"Glowing jellyfish slowly rise from the ocean," continue typing in what you want to see in Morph Studio, "turning into shimmering constellations in the night sky."
After a few minutes, Morph Studio generates a short video. A jellyfish is completely transparent and sparkling, spinning and rising, its swaying figure contrasting with the stars in the night sky.
Luminous jellyfish rise from an enchanting sea, morphing into glittering stars in the dark sky.
Enter "joker cinematic", which once swept the world That face is back.
Joaquin Phoenix delivers a hyper-realistic performance as the Joker in the cinematic shot set in the neon-lit streets of New York. Smoke billows around him, adding to the atmosphere of chaos and darkness.
Recently, startup Morph Studio has made an important update to its text-to-video generation technology and community. Their model has undergone a major update, and these video productions show off the updated model, with clear images and vivid details.
Morph Studio is the first team in the world to publicly launch a text-to-video product that can be freely tested by the public, earlier than Runway launched Gen2 in public beta.
Compared with other popular text-to-video products, Morph Studio is different in terms of free services. It offers a default 1080P resolution and a maximum build time of 7 seconds from the start. For text-to-video products, higher resolution, longer generation time, and better expression of intent are three key indicators. Morph has reached the latest level in the industry in these three indicators.
The average length of a single shot of a Hollywood movie is 6 seconds. Extending the generation time to 7 seconds can unlock the creative needs of more users.
It’s easy to experience Morph Studio’s models. You can use it for free by registering on discord.

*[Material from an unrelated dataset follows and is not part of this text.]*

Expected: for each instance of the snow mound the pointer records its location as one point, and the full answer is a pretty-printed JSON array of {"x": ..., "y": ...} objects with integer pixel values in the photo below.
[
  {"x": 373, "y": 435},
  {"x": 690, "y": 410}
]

The model with the word "pro" in the red box on the screen is the updated model and is the subject of this article's experience.
Camera movement is the basic language of video production and a powerful narrative device. Morph provides several general camera languages, including zoom, pan (up, down, left, right), rotation (clockwise or counterclockwise), and still shots.
Morph also provides the MOTION function (1-10) to control video movement. The larger the value, the more violent and exaggerated the action. The smaller the value, the more subtle and smooth the action.
The frame rate (FPS) provides an adjustment range from 8 -30. The higher the value, the smoother the video and the larger the size. For example, -FPS 30 will produce the smoothest but also largest video. By default, all videos are created at 24 frames per second.
The default video length is 3 seconds. To generate a 7-second video, you can enter -s 7 in the command. Additionally, the model offers 5 video ratios to choose from.
If you have requirements for details such as lens, frame rate, and video length, please continue to enter the corresponding parameters after entering the content prompt. (Currently only English input is supported.)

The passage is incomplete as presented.